Is complement of an algebraic set also algebraic in $\mathbb{A}^n(k)$?

Question

Is complement of an algebraic set also algebraic in $\mathbb{A}^n(k)$, where $k$ is arbitrary field?

My Solution: Let $V$ be an algebraic set i.e. $V = V(F)$ for some $F =\{f_{\alpha}: \alpha \in \Lambda \}$. Assume that $U := \mathbb{A}^n(k) -V$ is also an algebraic set. Then, $U$ and $V$ are both Zariski open and closed set in $\mathbb{A}^n(k)$. Thus, $\mathbb{A}^n(k)$ will be disconnected.

Doubt: I am not sure how to conclude after this. Is it true that $\mathbb{A}^n(k)$ is connected in Zariski topology? If yes, why?

Answer 1

This is false. For example, consider the case $n=1$. If $X\subsetneq\mathbb{A^1}(k)$ is algebraic then $X=V(I)$ for some ideal $0\ne I\subseteq k[x]$. Since $k[x]$ is a Noetherian ring we know $I$ is finitely generated, and so $X=V(f_1,...,f_r)$ for some nonzero polynomials $f_1,...,f_r\in k[x]$. Every polynomial in one variable has only finitely many roots, and so $X$ is finite.

Conversely, if $X\subseteq\mathbb{A^1}(k)$ is a one point set $X=\{x_0\}$ then obviously $X=V(x-x_0)$, and so $X$ is algebraic. It follows that every finite set is algebraic, because a finite union of closed sets is closed.

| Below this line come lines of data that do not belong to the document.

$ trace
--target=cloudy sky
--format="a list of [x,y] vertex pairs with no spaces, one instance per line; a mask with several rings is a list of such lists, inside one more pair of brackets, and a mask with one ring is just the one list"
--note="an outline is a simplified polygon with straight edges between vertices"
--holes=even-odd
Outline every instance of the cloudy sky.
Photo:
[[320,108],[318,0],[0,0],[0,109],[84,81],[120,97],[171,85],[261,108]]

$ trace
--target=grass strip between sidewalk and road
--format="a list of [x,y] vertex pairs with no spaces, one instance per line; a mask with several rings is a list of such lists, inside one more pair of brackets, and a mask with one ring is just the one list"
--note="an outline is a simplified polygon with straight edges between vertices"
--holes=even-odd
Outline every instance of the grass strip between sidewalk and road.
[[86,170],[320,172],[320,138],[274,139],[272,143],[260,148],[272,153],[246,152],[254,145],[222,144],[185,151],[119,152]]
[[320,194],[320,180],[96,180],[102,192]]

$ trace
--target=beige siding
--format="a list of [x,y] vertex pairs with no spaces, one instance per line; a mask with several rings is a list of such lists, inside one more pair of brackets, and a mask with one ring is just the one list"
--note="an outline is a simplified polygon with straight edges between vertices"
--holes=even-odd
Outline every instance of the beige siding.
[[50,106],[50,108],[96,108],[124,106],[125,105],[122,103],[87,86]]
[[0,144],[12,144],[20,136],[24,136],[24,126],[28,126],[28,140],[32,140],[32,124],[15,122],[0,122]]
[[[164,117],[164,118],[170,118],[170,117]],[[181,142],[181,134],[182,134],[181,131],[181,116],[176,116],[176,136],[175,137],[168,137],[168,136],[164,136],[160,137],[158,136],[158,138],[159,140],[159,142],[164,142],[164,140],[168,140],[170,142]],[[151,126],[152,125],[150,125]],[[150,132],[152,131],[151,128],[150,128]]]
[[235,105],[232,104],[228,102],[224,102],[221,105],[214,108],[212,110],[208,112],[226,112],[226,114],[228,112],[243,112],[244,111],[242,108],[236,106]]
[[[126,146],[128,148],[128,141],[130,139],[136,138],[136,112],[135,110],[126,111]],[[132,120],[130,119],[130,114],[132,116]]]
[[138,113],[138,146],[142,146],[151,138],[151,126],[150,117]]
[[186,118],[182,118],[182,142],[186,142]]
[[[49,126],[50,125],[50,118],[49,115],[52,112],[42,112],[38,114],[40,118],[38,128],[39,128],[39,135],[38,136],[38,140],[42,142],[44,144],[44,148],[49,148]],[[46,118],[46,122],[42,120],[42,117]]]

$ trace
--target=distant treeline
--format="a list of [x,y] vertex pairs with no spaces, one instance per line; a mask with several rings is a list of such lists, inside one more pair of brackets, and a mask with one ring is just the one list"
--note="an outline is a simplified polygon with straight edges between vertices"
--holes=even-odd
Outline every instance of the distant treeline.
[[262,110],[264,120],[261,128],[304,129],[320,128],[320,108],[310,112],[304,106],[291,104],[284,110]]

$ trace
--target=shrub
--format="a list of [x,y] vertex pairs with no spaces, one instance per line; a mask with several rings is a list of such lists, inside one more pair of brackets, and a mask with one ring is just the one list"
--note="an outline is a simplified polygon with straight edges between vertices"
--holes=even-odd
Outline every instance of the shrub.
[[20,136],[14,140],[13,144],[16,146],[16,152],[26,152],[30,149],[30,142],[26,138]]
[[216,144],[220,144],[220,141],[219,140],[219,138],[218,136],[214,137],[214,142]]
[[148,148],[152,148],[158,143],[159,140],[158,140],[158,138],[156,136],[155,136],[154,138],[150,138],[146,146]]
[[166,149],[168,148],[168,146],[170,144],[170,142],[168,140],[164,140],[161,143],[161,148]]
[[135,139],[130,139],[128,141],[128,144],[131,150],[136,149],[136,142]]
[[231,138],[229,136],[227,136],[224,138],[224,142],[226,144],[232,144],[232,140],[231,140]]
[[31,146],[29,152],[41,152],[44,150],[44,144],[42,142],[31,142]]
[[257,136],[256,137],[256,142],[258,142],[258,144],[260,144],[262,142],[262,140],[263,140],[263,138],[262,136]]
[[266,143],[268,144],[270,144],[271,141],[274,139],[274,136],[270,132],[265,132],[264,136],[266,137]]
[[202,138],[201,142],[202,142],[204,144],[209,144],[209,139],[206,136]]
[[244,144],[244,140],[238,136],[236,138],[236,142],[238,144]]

So if $n=1$ then the Zariski topology is simply the cofinite topology on $k$. If $k$ is an infinite field then the complement of a finite set is not finite, and so not algebraic.

Answer 2

Adding on @KReiser comment, it is sufficient to prove that if $\mathbb{A}^n(k)$ is irreducible, then $\mathbb{A}^n(k)$ is connected. Use the result that $V$ is irreducible $\iff I(V)$ is prime to get the result.